La recherche en sciences sociales dans le domaine du travail et de l’emploi s’est beaucoup attachée, depuis deux décennies, à analyser les profondes mutations connues par les marchés du travail. Avec l’affaiblissement du modèle de croissance fordiste et keynésien et la globalisation, les économies les plus avancées auraient en effet connu un recul des formes de salariat les plus stables, qui formaient le cœur du compromis social de ces sociétés, et d’une citoyenneté sociale parvenue à son apogée. Il ressort ainsi, de nombreuses études, l’idée d’une destabilisation d’un modèle de bien-être social qui a mis des décennies à parvenir à maturation et est aujourd’hui mis en cause.

Cette vision unilatérale d’une montée de l’insécurité a pu être portée par des sociologues aussi éminents qu’Ulrich Beck, qui identifie un phénomène de « destandardisation du travail » accentuant les risques, ou que Robert Castel qui perçoit dans la menace pesant sur le statut salarial, et dans son individualisation, une montée de l’insécurité sociale. L’idée du présent projet est d’interroger la lecture d’un déclin univoque, qui ferait des Trente Glorieuses une acmé de la croissance occidentale. A cet effet il entend comparer la position et les évolutions sociales et économiques qui étaient celles des salariés de deux pays économiquement dominants au XXe siècle, la France et le Japon durant les décennies d’après-guerre ; et celles que connaissent de nos jours leurs homologues en Chine.

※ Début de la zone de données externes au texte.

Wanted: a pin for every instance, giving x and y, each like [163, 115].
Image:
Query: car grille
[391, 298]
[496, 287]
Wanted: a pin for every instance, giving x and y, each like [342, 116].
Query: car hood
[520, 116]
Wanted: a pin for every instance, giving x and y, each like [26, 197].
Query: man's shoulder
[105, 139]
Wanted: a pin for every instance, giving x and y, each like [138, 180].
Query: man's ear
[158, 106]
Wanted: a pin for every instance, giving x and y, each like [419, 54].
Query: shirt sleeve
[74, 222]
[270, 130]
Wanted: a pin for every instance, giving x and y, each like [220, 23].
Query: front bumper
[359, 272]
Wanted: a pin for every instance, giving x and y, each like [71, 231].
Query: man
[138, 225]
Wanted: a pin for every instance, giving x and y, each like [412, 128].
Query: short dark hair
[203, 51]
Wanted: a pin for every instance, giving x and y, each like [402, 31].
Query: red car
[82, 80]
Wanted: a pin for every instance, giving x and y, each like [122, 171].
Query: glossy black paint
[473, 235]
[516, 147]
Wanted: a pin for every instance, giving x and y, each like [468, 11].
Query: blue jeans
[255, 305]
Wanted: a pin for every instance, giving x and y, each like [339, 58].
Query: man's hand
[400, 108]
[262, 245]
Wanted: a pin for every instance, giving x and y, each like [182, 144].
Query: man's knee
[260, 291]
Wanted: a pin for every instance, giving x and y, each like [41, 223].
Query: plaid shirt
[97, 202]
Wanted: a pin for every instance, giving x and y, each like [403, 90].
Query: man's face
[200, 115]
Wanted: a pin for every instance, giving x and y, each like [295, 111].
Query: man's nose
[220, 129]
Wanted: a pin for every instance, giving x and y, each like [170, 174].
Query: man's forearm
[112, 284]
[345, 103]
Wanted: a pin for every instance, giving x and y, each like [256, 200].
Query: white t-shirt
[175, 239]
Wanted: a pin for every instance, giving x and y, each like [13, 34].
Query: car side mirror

La démarche consiste à développer une comparaison en quelque sorte inversée par rapport à une approche plus classique, qui analyserait l’évolution du capitalisme chinois et de son marche du travail au regard de l’étalon que constitueraient les sociétés industrielles « classiques ». Notre propos n’est pas nous interroger sur une éventuelle convergence du modèle chinois avec celui qui a caractérisé l’expansion des « Trente Glorieuses », mais de partir de la singularité du cas chinois pour proposer une relecture des processus de standardisation des formes d’emploi en contexte de haute croissance qu’ont connus la France et le Japon. À la lumière du cas chinois, nous montrerons que le processus de construction de la société salariale durant les Trente Glorieuses ne se réduisit pas de manière univoque à une standardisation et à une sécurisation quasi-généralisée du statut salarial, mais qu’elle était fondée sur d’autres modes de gestion et de répartition de l’incertitude économique, lesquels engendraient une autre forme de segmentation et de hiérarchisation de la main d’œuvre.